Daniel Holtzclaw, a former Oklahoma City police officers who was convicted of sexually assaulting black women, will serve his time consecutively.

Daniel Holtzclaw, a former Oklahoma City cop who was found guilty of 18 counts of rape and sexual assault, and whose victims were all black women, has been sentenced to 263 years, served consecutively rather than concurrently. It is effectively a life sentence for the 29-year-old former football player.

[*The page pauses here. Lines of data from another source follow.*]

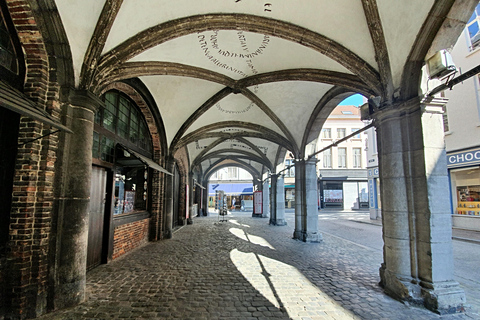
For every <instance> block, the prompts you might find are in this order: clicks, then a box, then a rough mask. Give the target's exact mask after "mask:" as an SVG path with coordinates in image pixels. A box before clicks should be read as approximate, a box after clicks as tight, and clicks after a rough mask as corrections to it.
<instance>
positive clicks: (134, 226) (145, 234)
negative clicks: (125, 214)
mask: <svg viewBox="0 0 480 320" xmlns="http://www.w3.org/2000/svg"><path fill="white" fill-rule="evenodd" d="M149 220H150V219H144V220H140V221H135V222H132V223H126V224H123V225H121V226H118V227H116V228H115V231H114V235H113V255H112V259H116V258H118V257H120V256H122V255H124V254H125V253H127V252H129V251H131V250H133V249H135V248H138V247H139V246H141V245H143V244H145V243H146V242H147V241H148V226H149Z"/></svg>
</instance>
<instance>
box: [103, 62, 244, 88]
mask: <svg viewBox="0 0 480 320" xmlns="http://www.w3.org/2000/svg"><path fill="white" fill-rule="evenodd" d="M164 75H169V76H180V77H189V78H197V79H201V80H206V81H211V82H215V83H219V84H221V85H224V86H226V87H230V88H233V87H235V80H233V79H232V78H229V77H227V76H225V75H223V74H221V73H218V72H214V71H210V70H207V69H203V68H198V67H193V66H189V65H185V64H180V63H173V62H160V61H142V62H126V63H124V64H122V65H121V66H119V67H118V68H115V69H112V70H111V71H110V72H109V73H108V74H99V75H97V78H96V81H97V83H96V84H95V87H96V91H101V90H102V88H103V87H104V86H106V85H108V84H109V83H111V82H114V81H120V80H123V79H128V78H136V77H141V76H164Z"/></svg>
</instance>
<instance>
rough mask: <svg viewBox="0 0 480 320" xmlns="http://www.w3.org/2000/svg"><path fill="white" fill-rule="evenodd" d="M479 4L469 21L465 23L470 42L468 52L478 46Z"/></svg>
mask: <svg viewBox="0 0 480 320" xmlns="http://www.w3.org/2000/svg"><path fill="white" fill-rule="evenodd" d="M479 24H480V4H478V5H477V7H476V8H475V11H474V12H473V14H472V16H471V17H470V20H469V21H468V23H467V33H468V39H469V40H470V51H473V50H475V49H477V48H478V47H479V46H480V32H479V31H480V27H479Z"/></svg>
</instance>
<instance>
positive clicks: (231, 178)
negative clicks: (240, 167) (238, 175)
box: [228, 167, 238, 179]
mask: <svg viewBox="0 0 480 320" xmlns="http://www.w3.org/2000/svg"><path fill="white" fill-rule="evenodd" d="M237 178H238V168H236V167H229V168H228V179H237Z"/></svg>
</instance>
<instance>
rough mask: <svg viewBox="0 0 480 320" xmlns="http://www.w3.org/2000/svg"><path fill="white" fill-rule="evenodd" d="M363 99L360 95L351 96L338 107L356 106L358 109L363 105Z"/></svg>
mask: <svg viewBox="0 0 480 320" xmlns="http://www.w3.org/2000/svg"><path fill="white" fill-rule="evenodd" d="M364 99H365V98H364V97H363V96H362V95H361V94H354V95H353V96H350V97H348V98H347V99H345V100H343V101H342V102H340V103H339V104H338V105H339V106H356V107H359V106H361V105H362V104H364V103H365V102H364Z"/></svg>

Women's rights activists packed the Oklahoma City courtroom in support of the 13 women who came forward to say that Holtzclaw had preyed on them. Prosecutors argued that Holtzclaw targeted ”women he could count on not telling what he was doing,” some of them drug users or with past criminal records, using the power of his badge to terrify them into silence.

It worked until Holtzclaw assaulted an older woman who did not live in the neighborhood he had targeted and who had no reservations about alerting the police.

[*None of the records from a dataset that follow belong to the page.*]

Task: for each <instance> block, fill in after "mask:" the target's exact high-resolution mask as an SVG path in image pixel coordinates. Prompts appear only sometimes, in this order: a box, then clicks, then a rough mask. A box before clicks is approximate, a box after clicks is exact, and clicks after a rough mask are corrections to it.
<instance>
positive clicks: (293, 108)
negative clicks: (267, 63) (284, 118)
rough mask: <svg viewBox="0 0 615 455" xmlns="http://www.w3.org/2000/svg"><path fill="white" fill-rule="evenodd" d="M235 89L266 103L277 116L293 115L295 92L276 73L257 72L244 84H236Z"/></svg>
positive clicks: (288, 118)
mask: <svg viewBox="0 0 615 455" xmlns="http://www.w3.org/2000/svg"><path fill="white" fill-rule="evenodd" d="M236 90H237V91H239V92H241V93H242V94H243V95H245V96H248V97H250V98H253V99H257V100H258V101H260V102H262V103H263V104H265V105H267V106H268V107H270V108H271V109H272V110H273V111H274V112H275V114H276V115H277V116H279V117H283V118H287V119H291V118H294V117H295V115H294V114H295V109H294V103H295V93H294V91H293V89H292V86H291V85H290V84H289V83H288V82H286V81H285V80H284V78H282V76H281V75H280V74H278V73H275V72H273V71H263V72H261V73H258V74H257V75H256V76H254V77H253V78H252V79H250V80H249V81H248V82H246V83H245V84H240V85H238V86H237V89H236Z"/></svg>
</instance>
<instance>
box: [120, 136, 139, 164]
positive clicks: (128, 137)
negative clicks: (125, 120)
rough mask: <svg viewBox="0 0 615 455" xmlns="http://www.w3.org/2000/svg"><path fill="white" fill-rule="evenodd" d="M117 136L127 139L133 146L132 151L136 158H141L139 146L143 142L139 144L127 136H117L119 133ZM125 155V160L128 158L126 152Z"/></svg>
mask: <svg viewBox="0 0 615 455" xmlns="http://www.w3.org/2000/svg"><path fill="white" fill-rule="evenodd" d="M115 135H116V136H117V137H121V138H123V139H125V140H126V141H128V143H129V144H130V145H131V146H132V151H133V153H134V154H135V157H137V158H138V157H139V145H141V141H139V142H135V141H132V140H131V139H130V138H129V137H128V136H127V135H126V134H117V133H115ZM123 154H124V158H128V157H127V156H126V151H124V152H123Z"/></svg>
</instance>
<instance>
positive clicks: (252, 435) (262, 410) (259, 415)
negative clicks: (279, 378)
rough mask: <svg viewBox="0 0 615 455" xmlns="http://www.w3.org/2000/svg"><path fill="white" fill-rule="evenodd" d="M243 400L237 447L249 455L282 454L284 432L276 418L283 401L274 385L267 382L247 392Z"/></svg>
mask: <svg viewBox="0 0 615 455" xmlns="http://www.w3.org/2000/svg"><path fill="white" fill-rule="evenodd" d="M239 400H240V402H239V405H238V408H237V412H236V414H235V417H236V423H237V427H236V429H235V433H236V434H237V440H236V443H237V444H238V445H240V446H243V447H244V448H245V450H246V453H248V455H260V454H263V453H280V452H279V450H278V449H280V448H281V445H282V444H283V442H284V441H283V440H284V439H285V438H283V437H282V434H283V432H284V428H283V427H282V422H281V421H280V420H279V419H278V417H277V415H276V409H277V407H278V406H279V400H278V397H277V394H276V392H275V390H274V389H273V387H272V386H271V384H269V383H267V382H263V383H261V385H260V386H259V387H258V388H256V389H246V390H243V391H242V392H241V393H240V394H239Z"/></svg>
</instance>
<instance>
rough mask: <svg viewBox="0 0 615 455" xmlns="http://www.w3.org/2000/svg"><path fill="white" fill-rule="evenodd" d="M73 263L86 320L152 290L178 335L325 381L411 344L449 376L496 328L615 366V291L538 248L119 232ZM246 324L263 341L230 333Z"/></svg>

The same woman spoke at Thursday's sentencing hearing, according to The Oklahoman, as did Holtzclaw's youngest victim, who was 17 at the time of the assault. Holtzclaw was convicted of raping that young woman on her mother's porch, confirmed by DNA evidence. 

Many activists feared that an all-white jury would not convict a police officer of assaulting black women, particularly in light of the defense's strategy of questioning their credibility. 

“The tendency is not to believe black women,” Grace Franklin, an activist with Oklahoma City Artists for Justice, said in a press conference after Holtzclaw was convicted. Prosecutors during the trial said Holtzclaw primarily attacked women with criminal records and drug habits, as they put it.

On Wednesday, one day before the scheduled hearing, Holtzclaw's attorney filed a request seeking a new trial, citing a Facebook post he alleged showed evidence had been withheld. That request was denied. His attorney told the Associated Press that Holtzclaw will appeal. 

"I think people need to realize that this is not a law-enforcement officer that committed these crimes. This is a rapist who masqueraded as a law-enforcement officer," District Attorney Scott Prater said, according to the Associated Press. "If he was a true law enforcement officer he would have upheld his duty to protect those citizens rather than victimize them."